Increased enforcement of U.S. immigration laws is not necessarily the issue, opponents say – unless, as True noted in her testimony at the meeting, ICE places holds on inmates who are already permanent residents. She said she has frequently seen cases of legal residents held in jail for days until ICE interviews them. Adrian Ramírez, assistant director of ICE's San Antonio field office, told the Chronicle that "as soon as a person goes to jail, if they are then ID'd as foreign born, they are interviewed as to their immigration status." He said that there is no set time frame for this process but that it typically takes one or two days. ICE holds also take precedence over criminal bonds, which means that even if an inmate can pay the bond to get out of jail, he or she may still have to stay and wait for the ICE interview.
Commissioners on both sides of the meeting relayed concerns from the immigrant community that coming forward after witnessing a crime, or even just getting a speeding ticket, could lead to deportation. While Acevedo pointed out that minor offenses like traffic citations do not require suspects to list their country of origin, Cardenas noted that on Travis County forms, the information for where and when to pay tickets is only available in English. As a result, some non-English speakers don't end up paying in a timely manner, the tickets turn into warrants, and when the defendants are eventually arrested and booked, ICE may then choose to get involved.

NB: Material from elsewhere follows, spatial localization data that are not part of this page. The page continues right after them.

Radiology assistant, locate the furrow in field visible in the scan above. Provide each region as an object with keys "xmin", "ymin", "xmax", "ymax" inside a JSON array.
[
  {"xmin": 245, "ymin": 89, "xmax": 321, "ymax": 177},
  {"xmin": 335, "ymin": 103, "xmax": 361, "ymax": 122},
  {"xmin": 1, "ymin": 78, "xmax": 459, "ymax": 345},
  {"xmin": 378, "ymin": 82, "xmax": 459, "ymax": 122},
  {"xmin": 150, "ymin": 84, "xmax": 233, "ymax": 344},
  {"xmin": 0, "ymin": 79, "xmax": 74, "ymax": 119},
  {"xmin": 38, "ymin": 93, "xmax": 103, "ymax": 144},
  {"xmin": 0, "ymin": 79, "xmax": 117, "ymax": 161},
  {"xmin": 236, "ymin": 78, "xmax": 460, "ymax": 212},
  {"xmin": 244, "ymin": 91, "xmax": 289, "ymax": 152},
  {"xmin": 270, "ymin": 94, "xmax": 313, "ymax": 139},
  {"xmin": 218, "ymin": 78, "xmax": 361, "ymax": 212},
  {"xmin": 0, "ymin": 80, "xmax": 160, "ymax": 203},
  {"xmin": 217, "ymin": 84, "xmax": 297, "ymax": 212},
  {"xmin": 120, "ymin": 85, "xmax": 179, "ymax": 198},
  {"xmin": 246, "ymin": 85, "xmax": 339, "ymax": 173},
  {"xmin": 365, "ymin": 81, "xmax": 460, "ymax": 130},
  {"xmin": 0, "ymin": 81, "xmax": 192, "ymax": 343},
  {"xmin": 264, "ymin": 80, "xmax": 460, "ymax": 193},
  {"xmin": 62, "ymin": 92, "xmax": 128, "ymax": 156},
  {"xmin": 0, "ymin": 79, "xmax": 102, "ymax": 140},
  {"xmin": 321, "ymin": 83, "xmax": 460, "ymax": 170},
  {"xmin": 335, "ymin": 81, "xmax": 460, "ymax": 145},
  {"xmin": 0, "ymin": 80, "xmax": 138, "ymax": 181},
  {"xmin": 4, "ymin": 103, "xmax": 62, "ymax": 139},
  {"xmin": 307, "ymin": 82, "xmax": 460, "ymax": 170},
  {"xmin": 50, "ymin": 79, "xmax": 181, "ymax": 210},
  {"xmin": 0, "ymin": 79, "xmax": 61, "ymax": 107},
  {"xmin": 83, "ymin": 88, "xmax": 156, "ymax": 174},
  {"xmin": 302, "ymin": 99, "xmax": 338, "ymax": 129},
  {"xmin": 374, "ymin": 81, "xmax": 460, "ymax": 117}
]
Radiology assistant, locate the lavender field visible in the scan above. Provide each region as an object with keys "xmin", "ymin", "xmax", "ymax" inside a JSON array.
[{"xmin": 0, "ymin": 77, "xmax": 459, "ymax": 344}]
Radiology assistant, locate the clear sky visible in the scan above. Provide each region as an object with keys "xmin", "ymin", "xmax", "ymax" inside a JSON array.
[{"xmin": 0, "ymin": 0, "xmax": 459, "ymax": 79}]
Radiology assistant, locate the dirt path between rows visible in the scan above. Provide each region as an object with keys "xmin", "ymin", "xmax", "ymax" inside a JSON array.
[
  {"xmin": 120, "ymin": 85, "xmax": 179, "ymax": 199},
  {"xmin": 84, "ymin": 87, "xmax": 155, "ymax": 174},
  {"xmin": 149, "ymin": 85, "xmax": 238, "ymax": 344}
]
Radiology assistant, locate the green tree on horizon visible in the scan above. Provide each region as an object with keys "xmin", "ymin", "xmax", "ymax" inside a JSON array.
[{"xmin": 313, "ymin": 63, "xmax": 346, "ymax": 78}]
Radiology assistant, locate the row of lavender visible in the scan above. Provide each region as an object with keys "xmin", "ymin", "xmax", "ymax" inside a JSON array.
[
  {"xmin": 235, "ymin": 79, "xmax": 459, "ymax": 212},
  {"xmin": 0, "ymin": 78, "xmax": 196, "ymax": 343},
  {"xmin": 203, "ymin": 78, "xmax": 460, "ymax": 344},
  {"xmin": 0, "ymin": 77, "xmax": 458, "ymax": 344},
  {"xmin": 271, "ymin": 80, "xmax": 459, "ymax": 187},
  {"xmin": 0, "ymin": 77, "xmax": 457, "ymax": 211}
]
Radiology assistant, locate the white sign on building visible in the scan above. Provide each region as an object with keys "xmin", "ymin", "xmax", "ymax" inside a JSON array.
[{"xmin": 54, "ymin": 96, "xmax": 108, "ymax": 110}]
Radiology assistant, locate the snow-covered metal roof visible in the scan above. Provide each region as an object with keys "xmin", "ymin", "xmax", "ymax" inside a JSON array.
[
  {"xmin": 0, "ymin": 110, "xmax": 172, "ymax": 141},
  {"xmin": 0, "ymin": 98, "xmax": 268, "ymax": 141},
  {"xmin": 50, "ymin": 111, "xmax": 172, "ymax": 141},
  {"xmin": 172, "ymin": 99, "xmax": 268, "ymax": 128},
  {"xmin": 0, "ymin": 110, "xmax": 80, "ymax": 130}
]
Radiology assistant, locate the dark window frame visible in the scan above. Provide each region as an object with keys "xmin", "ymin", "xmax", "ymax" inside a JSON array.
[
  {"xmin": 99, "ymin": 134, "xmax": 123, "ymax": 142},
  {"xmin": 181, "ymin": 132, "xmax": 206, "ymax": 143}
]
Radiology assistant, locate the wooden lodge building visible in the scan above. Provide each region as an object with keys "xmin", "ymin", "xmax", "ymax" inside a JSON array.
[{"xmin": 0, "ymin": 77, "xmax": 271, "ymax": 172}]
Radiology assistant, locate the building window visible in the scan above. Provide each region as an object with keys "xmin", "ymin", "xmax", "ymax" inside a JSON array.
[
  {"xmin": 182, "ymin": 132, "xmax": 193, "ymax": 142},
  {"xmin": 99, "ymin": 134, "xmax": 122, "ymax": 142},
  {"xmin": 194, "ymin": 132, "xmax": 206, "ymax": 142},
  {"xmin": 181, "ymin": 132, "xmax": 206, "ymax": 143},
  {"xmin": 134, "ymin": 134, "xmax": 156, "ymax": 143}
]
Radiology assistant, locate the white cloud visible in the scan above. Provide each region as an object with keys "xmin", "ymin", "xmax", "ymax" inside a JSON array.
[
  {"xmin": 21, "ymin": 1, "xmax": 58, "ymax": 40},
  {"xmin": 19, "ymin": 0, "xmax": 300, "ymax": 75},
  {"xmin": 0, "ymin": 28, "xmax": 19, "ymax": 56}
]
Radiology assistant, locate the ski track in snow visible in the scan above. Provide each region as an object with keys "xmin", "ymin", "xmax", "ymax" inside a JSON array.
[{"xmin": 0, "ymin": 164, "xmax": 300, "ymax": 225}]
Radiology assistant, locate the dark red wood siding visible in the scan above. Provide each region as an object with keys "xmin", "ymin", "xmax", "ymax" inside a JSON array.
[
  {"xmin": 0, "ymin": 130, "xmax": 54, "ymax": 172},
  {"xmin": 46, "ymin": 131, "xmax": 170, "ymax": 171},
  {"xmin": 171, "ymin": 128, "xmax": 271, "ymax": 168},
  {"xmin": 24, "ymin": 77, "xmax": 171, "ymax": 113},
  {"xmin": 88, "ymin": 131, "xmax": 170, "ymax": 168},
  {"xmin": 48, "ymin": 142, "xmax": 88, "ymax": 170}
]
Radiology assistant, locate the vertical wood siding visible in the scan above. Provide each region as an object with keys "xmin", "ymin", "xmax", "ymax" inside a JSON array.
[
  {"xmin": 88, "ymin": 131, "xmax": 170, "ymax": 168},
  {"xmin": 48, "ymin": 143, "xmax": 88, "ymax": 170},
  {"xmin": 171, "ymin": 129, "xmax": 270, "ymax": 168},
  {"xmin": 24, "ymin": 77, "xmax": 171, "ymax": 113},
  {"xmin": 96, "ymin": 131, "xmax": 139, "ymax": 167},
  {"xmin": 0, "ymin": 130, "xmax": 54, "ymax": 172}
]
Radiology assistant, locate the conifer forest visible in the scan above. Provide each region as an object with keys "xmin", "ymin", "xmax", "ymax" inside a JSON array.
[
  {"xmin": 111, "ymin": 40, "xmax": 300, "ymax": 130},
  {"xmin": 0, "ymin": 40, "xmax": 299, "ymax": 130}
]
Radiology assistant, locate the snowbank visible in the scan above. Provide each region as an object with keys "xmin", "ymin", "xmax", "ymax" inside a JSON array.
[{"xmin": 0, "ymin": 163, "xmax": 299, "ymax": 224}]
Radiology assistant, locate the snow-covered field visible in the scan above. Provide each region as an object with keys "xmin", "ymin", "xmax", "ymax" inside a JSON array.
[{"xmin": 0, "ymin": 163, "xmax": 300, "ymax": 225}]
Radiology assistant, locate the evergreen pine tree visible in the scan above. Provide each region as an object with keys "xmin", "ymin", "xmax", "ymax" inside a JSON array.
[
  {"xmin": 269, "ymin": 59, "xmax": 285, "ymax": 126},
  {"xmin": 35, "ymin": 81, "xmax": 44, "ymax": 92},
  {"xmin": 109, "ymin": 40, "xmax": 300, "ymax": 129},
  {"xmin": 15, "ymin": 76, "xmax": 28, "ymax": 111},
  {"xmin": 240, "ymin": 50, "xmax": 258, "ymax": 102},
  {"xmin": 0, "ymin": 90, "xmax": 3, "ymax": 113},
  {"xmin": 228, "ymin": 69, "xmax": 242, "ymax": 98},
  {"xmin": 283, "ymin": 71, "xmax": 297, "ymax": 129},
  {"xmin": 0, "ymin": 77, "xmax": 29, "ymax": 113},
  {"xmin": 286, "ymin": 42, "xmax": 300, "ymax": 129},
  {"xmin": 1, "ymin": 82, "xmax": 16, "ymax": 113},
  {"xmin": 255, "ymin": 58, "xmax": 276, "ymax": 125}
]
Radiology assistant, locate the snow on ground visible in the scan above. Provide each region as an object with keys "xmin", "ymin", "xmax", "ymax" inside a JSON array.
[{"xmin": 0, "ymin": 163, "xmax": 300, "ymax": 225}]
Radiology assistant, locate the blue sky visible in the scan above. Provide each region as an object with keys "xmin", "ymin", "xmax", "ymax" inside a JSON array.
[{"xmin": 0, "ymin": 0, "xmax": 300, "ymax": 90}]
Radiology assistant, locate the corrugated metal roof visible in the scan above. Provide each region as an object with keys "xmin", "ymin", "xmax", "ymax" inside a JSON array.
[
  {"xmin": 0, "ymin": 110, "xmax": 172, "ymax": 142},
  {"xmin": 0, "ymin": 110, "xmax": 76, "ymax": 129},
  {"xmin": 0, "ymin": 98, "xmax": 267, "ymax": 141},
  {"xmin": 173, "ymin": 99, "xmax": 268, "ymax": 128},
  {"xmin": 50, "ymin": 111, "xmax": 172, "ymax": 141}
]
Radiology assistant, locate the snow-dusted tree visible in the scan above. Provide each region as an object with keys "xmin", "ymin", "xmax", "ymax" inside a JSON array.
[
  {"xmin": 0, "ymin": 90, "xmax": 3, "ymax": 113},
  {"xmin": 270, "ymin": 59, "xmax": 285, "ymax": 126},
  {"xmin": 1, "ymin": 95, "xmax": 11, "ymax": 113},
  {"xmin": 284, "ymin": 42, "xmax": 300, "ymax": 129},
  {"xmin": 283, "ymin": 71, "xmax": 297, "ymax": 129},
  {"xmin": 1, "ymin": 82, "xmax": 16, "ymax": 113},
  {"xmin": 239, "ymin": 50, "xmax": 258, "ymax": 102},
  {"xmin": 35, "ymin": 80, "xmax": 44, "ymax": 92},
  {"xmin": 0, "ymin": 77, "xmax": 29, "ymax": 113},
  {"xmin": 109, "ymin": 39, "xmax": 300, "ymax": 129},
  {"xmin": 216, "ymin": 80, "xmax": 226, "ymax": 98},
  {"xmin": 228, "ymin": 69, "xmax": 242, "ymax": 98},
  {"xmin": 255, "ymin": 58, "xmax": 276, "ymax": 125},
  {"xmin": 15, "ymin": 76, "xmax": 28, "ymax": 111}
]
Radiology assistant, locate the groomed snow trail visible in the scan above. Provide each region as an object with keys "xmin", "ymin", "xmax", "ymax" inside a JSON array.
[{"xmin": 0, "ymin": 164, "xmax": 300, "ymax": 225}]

Acevedo insisted that APD is not actively pursuing individuals for being undocumented (he also acknowledged, notably, that undocumented immigrants are not involved in criminal activity in any greater number than any other segment of the community), but as Austin Commission on Immigrant Affairs Chairman Tom Esparza pointed out, it's the perception of an increased danger of deportation that is disrupting communication between law enforcement and people in line for permanent residence and citizenship. Cardenas acknowledged that the sheriff's office could take steps to improve relations with the immigrant community. "We are working on a [public service announcement] right now encouraging people to come forward with any details of any crime they may witness or be a victim of," he said. "There is nothing to fear regarding immigration status for people who come forward to report a crime."
"I like the idea of incorporating more cite-and-release offenses for APD," said Immigrant Affairs Commissioner Ramey Ko, "as well as changing and improving citation forms to include other languages so that the non-English speakers know when and where to pay their fines." She added: "As a human rights issue, it's an essential right we all have to be able to live with a sense of security and safety. Folks who are undocumented are a part of this community, and if they witness a crime or are victimized, we need to make sure that these folks are comfortable enough with law enforcement to come forward." Human Rights Commissioner Tom Davis summed up his feelings more bluntly, saying he'd suggest all Austin residents stay as far away from ICE as possible. Both commissions are expected to draw up their findings from the hearing and deliver a report to the City Council, which could serve as a policy-setting tool for APD.